Federal Marijuana Rescheduling Could Activate Dormant Medical Cannabis Laws in US State

The Cannabis Observer ·
Federal Marijuana Rescheduling Could Activate Dormant Medical Cannabis Laws in US State

South Carolina patients may gain legal access to medical cannabis under dormant state laws triggered by the Trump administration's move to reschedule marijuana from Schedule I to Schedule III.
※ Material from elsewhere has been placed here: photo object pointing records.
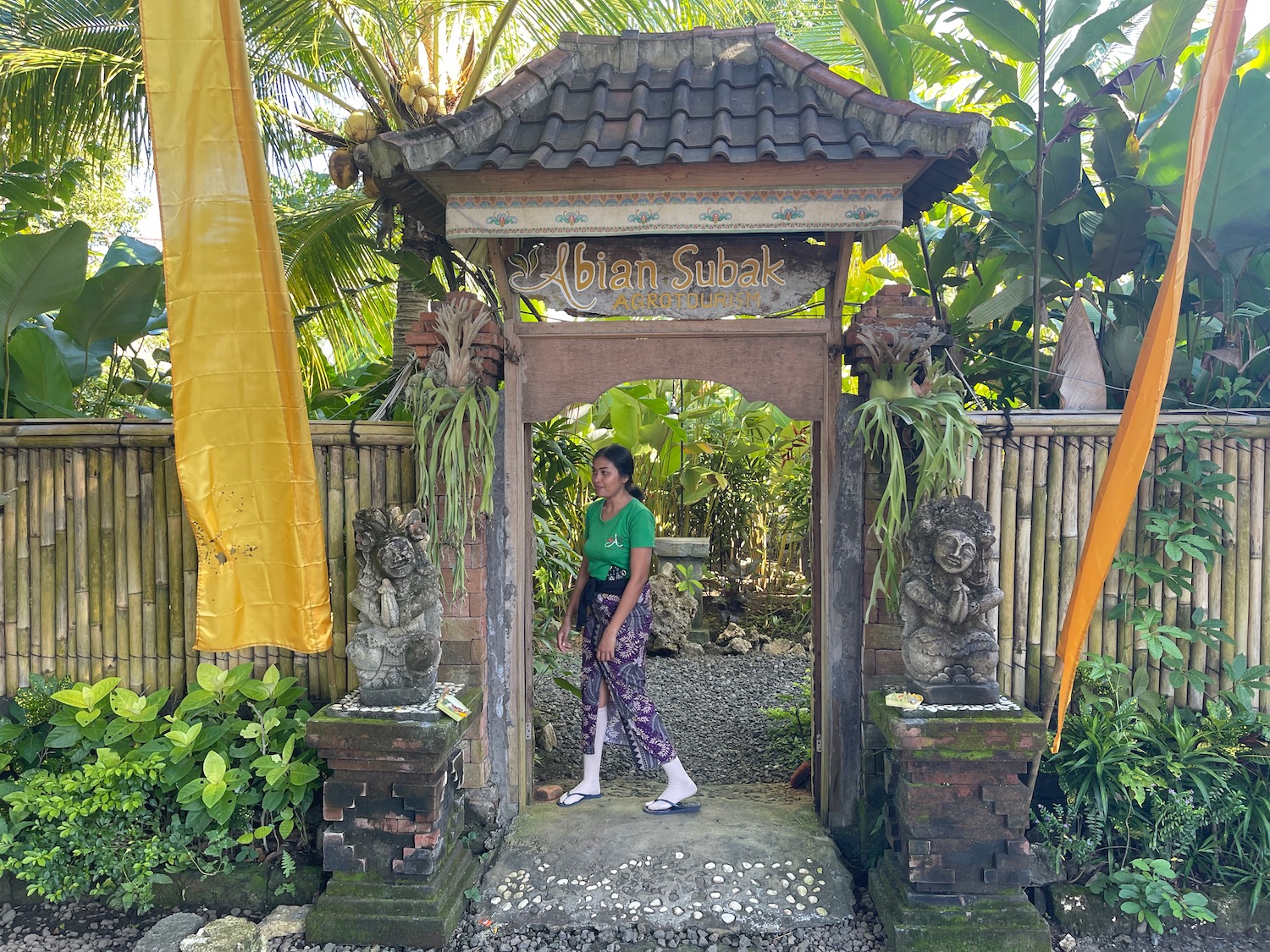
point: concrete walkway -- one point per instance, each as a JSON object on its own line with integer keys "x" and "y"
{"x": 754, "y": 861}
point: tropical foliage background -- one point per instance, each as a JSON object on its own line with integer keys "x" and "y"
{"x": 1064, "y": 228}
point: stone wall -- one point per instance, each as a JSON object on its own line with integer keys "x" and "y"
{"x": 464, "y": 627}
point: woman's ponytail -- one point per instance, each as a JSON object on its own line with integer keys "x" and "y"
{"x": 624, "y": 462}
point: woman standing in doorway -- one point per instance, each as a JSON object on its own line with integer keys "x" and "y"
{"x": 611, "y": 604}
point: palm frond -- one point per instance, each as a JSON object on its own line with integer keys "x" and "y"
{"x": 342, "y": 291}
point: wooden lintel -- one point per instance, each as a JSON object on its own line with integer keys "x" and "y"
{"x": 838, "y": 289}
{"x": 682, "y": 327}
{"x": 576, "y": 362}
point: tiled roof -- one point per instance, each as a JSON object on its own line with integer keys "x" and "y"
{"x": 731, "y": 96}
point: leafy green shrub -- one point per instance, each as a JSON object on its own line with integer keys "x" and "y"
{"x": 1145, "y": 782}
{"x": 97, "y": 830}
{"x": 790, "y": 741}
{"x": 226, "y": 774}
{"x": 22, "y": 740}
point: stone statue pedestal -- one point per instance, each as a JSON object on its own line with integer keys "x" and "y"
{"x": 395, "y": 815}
{"x": 691, "y": 553}
{"x": 957, "y": 857}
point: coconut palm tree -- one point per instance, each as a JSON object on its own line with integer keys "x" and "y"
{"x": 71, "y": 79}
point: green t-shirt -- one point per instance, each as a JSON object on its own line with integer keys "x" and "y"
{"x": 611, "y": 542}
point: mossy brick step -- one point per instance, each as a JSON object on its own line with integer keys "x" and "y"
{"x": 1084, "y": 913}
{"x": 418, "y": 746}
{"x": 365, "y": 909}
{"x": 980, "y": 736}
{"x": 929, "y": 923}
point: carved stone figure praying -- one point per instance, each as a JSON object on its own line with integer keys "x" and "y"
{"x": 396, "y": 642}
{"x": 949, "y": 647}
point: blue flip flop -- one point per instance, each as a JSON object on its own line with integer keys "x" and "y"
{"x": 672, "y": 807}
{"x": 584, "y": 797}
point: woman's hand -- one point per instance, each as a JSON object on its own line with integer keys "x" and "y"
{"x": 564, "y": 637}
{"x": 607, "y": 647}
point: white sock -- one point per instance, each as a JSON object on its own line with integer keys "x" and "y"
{"x": 591, "y": 762}
{"x": 680, "y": 787}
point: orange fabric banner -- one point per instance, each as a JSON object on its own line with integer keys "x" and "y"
{"x": 244, "y": 454}
{"x": 1137, "y": 431}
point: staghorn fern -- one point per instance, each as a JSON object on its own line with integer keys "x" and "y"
{"x": 935, "y": 423}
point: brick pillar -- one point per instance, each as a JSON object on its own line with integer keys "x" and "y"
{"x": 888, "y": 315}
{"x": 957, "y": 860}
{"x": 464, "y": 634}
{"x": 489, "y": 347}
{"x": 394, "y": 817}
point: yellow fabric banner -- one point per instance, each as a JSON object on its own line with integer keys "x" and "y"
{"x": 244, "y": 454}
{"x": 1137, "y": 429}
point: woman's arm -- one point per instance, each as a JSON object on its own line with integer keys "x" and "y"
{"x": 642, "y": 564}
{"x": 564, "y": 636}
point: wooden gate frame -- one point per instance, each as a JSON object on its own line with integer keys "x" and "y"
{"x": 792, "y": 362}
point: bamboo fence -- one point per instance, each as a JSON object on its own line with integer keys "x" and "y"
{"x": 99, "y": 564}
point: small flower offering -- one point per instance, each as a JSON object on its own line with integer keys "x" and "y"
{"x": 903, "y": 700}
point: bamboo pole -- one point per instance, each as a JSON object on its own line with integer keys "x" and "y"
{"x": 190, "y": 566}
{"x": 1142, "y": 545}
{"x": 357, "y": 489}
{"x": 1256, "y": 545}
{"x": 337, "y": 568}
{"x": 93, "y": 535}
{"x": 1201, "y": 601}
{"x": 42, "y": 525}
{"x": 1084, "y": 510}
{"x": 1036, "y": 592}
{"x": 159, "y": 569}
{"x": 178, "y": 670}
{"x": 132, "y": 513}
{"x": 14, "y": 584}
{"x": 1213, "y": 658}
{"x": 109, "y": 617}
{"x": 1231, "y": 592}
{"x": 980, "y": 487}
{"x": 393, "y": 477}
{"x": 1185, "y": 608}
{"x": 1099, "y": 630}
{"x": 1053, "y": 559}
{"x": 378, "y": 476}
{"x": 1068, "y": 523}
{"x": 1006, "y": 538}
{"x": 1023, "y": 568}
{"x": 8, "y": 570}
{"x": 61, "y": 654}
{"x": 28, "y": 563}
{"x": 1264, "y": 482}
{"x": 78, "y": 517}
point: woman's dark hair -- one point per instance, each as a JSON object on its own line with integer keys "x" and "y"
{"x": 621, "y": 457}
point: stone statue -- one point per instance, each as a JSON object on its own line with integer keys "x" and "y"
{"x": 396, "y": 644}
{"x": 949, "y": 647}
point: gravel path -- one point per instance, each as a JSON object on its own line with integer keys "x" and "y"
{"x": 711, "y": 706}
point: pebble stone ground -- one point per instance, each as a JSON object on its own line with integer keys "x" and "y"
{"x": 731, "y": 690}
{"x": 89, "y": 927}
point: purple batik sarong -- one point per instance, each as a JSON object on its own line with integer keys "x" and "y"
{"x": 632, "y": 718}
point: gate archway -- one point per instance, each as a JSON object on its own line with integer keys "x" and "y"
{"x": 683, "y": 175}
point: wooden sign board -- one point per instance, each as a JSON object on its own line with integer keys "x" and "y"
{"x": 681, "y": 277}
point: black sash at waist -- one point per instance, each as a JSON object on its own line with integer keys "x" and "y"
{"x": 596, "y": 586}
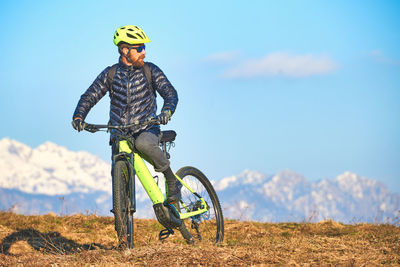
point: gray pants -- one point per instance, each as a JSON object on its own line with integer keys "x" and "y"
{"x": 147, "y": 143}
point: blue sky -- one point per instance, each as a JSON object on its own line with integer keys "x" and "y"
{"x": 310, "y": 86}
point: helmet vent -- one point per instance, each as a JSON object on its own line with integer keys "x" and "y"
{"x": 131, "y": 36}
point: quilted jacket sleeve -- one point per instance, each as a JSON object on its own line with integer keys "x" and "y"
{"x": 162, "y": 85}
{"x": 92, "y": 95}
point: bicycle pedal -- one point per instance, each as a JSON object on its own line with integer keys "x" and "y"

An existing South Carolina law requires state officials to reschedule any substance within 30 days of a federal rescheduling action. A separate 1980 law, the South Carolina Controlled Substances Therapeutic Research Act, would authorize cancer and glaucoma patients to obtain medical cannabis “through whatever means” the state health commissioner “deems most appropriate consistent with federal law,” with a Review Advisory Board able to extend the program to additional disease groups.

Gov. Henry McMaster’s (R) office confirmed state law will “require the State to mirror the new federal order” on rescheduling. The South Carolina Department of Public Health said it is “aware of the proposed rescheduling of medical marijuana from Schedule I to Schedule III under the Controlled Substances Act” and is “assessing the impacts to DPH and the state of South Carolina.”

State Sen. Tom Davis (R), who has sponsored medical cannabis bills across multiple sessions, said the federal move triggers “a chain of legal consequences in South Carolina that the General Assembly can no longer ignore.” His bill would allow patients to obtain cannabis from “therapeutic cannabis pharmacies” licensed by the state Board of Pharmacy, with a doctor’s recommendation required for qualifying conditions including specific ailments, terminal illnesses, and chronic diseases where opioids are the standard of care. Davis said the legislation “provides exactly the model we need: physician authorization on the front end, licensed cultivation and processing in the middle, and pharmacist dispensing on the back end—a patient-centered framework that protects patients, ensures product safety, and provides the regulatory clarity that both the public and the healthcare community deserve.”

A Davis-sponsored bill passed the Senate in 2024 but stalled in the House; a 2025 version also failed to advance. The Senate had passed an earlier version in 2022 that died in the House on procedural grounds. House Speaker Murrell Smith (R) has cited insufficient Republican caucus support. Some lawmakers have raised concerns about a path toward adult-use legalization, pharmacist liability, and federal preemption.

A 2024 poll found 93 percent of South Carolina Democrats, 74 percent of Republicans, and 84 percent of independents support medical marijuana legalization.